Derweil hat Bundesaußenminister Frank-Walter Steinmeier die griechische Regierung davor gewarnt, den Schuldenstreit auf ein Problem mit Deutschland zu reduzieren. Bei einem Gespräch mit dem stellvertretenden griechischen Außenminister Níkos Chountís habe er klar gemacht, dass der Versuch der "Bilateralisierung" nicht aus den Schwierigkeiten herausführe, sagte der SPD-Politiker am Montag in Brüssel. "Ich habe (...) ihn dringend gebeten, so zu arbeiten, dass wir die Möglichkeit haben, über Vorschläge der griechischen Regierung (...) zu reden." Diese müssten auf die Frage antworten, wie Griechenland seinen europäischen Verpflichtungen nachkommen wolle und der EU-Kommission und den anderen Euroländern vorgelegt werden - nicht Deutschland.

Die griechische Regierung sei "gut beraten", mit Vorschlägen nicht bis Ende April oder Mitte Juni zu warten, ergänzte Steinmeier. Er machte deutlich, dass es "taugliche Lösungen" bislang nicht gebe. Er habe mit Chountís "sehr ernsthaft und auch länger gesprochen", sagte Steinmeier. Griechenlands Außenminister Nikos Kotzias hatte sich bei dem Treffen krankheitsbedingt entschuldigen lassen.

Griechenland meldet wieder Defizit

Die nackten Zahlen sorgen erneut für Sorgen: Griechenlands Staatshaushalt ist erneut ins Minus gerutscht. Nach Angaben der Zentralbank vom Montag betrug das Defizit für Januar und Februar 684 Millionen Euro. In den ersten beiden Monaten 2014 hatte Griechenland noch einen Überschuss von 139 Millionen Euro verzeichnet. Der sogenannte Primärüberschuss - vor Abzug der Zinszahlungen - sank von 1,68 Milliarden auf 503 Millionen Euro.

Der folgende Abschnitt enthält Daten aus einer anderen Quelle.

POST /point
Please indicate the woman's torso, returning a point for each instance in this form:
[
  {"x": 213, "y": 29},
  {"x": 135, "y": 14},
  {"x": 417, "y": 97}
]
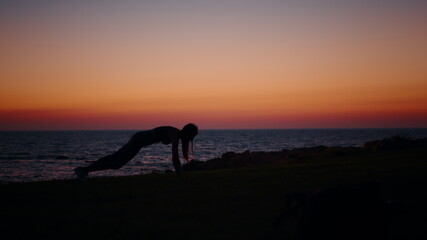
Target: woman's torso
[{"x": 165, "y": 134}]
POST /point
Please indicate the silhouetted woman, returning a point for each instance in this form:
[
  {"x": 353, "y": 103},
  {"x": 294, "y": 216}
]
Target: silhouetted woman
[{"x": 166, "y": 135}]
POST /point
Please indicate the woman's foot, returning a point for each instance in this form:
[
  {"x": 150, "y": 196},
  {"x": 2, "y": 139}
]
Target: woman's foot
[{"x": 81, "y": 173}]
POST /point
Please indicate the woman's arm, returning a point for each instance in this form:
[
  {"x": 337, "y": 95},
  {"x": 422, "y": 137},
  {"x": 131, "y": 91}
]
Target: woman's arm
[{"x": 175, "y": 155}]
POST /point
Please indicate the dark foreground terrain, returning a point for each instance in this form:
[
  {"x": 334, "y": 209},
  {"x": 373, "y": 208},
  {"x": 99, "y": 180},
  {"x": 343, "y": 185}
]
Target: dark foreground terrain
[{"x": 377, "y": 191}]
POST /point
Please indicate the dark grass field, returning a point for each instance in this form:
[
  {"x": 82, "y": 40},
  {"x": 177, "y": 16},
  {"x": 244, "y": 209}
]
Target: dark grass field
[{"x": 274, "y": 201}]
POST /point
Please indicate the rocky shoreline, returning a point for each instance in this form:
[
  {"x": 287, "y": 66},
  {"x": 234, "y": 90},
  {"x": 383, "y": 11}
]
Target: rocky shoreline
[{"x": 248, "y": 158}]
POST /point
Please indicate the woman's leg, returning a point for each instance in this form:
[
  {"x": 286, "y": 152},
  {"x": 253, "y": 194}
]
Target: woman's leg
[{"x": 119, "y": 158}]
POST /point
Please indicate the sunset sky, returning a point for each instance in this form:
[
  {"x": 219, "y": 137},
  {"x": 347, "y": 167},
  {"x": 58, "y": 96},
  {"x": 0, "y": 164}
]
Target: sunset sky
[{"x": 220, "y": 64}]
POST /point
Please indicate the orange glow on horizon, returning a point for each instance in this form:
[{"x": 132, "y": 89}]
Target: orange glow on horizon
[{"x": 255, "y": 66}]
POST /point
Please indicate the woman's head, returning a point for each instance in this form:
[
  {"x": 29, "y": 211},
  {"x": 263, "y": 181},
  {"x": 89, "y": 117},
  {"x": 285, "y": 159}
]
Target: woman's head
[{"x": 188, "y": 133}]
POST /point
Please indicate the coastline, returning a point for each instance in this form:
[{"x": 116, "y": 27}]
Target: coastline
[{"x": 256, "y": 201}]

Ministerpräsident Alexis Tsipras versicherte, der griechische Staat könne alle Mitarbeiter im öffentlichen Dienst bezahlen und alle Renten überweisen. "Es besteht keine Gefahr für Gehälter und Renten ... und keine Bedrohung für Bankkonten", sagte er der Zeitung "Ethnos". Daran änderten auch die harten Verhandlungen mit den Gläubigern seines überschuldeten Landes nichts.